California’s deserts make up 28 percent of the land area of the state. California’s deserts make up 38 percent of the known plant diversity of the state. A portion of California is known far and wide as a biodiversity hotspot. That portion is called the California Floristic Province, and it laps over into Oregon and Baja, with just a sliver of the Nevada side of Tahoe, as shown in the red overlay here:
You will perhaps have noticed that the California Floristic Province, declared one of 33 global “biodiversity hotspots” by Conservation International in 1996, excludes the state’s deserts. And yet those deserts host a disproportionate number of the state’s plant species, with expert desert botanists predicting that number will grow as about a hundred new species are discovered each century. There is an area in the Mojave National Preserve that has been called the center of shrub diversity in California, and California is nothing if not shrub-diverse. An acre of the Mojave Desert can have more species diversity than an acre of old-growth redwood forest.
Think of living things as books. The Redwood Forest Library has many times more books than the Mojave Desert library. But the Mojave Library has more single copies of rare books. There are not a few rare books in the Redwood Library as well, but most of the shelf space is taken up by thousands of copies of the same dozen books.

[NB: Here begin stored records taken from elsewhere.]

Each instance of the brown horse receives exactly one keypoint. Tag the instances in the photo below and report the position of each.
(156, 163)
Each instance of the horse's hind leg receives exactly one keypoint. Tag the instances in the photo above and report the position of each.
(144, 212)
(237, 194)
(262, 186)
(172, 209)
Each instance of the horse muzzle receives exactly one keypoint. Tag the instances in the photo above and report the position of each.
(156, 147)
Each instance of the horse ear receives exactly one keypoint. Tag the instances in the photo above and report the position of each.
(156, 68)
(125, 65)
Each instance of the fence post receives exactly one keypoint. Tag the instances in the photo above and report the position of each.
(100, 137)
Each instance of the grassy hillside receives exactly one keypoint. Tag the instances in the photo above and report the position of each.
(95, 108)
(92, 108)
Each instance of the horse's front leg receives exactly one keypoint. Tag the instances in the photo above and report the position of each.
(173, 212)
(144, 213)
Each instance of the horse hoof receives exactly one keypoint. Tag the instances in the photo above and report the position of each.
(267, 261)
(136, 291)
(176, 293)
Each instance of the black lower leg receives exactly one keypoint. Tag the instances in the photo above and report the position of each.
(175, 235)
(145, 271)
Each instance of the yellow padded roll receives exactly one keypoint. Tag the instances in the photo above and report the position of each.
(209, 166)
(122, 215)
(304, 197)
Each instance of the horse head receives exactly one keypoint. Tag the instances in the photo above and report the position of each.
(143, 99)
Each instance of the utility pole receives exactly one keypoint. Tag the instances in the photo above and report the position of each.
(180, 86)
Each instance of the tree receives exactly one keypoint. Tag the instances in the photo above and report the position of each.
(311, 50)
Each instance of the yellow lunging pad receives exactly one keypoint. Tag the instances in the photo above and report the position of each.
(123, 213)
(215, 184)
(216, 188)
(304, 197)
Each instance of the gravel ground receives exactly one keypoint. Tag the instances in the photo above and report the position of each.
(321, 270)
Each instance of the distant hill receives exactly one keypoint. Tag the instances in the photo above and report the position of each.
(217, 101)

Desert mariposa lily, Calochortus kennedyi
I’ve been thinking about this this past week because pressure is once again building for industrial development in the deserts, which constitute the largest intact North American ecosystem south of the boreal tundra. I spent some of last week writing comments on a ludicrously large solar facility in southern Nevada that would obliterate excellent desert tortoise habitat with as many as 900 juvenile torts on it right now. There is once again a move to build a giant commercial airport in the Ivanpah Valley to serve Las Vegas. Gold mines are starting up again, and every month there’s a new suburb proposed for old-growth desert habitat somewhere.
And the Green New Deal, as good and overdue an idea as it is, is a huge potential threat to the desert and its biological diversity, not only because of utility-scale solar projects like the one I wrote comments on, but also due to new transmission lines and wind turbines in sensitive mountain habitats and the ongoing demand for rare earth metals for electronics and lithium for batteries.

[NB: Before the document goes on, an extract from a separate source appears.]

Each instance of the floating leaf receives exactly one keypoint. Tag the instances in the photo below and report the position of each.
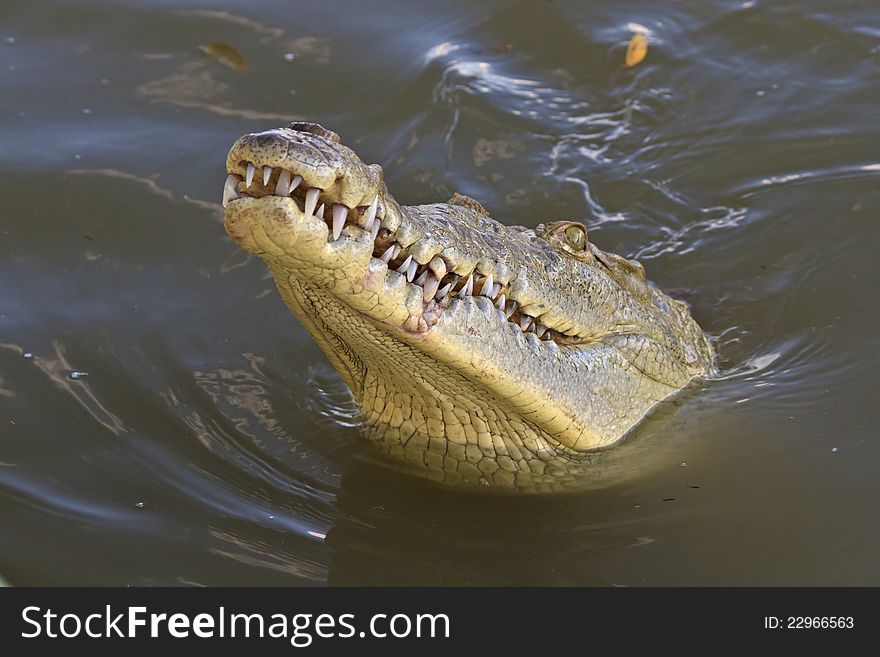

We saw something like this a decade ago, and though we did not lose we lost far too much. The desert has an order of magnitude more defenders now than it did then. Random people are far more likely to grant that the desert has value beyond being a potential mine or landfill. We’ve done good work in the last decade.
We’re gonna have to keep at it, I guess is what I’m saying. The desert and its manifold species need more help than ever.
Mojave poppy bee, a candidate for Endangered Species Act protection. Zach Portman photo.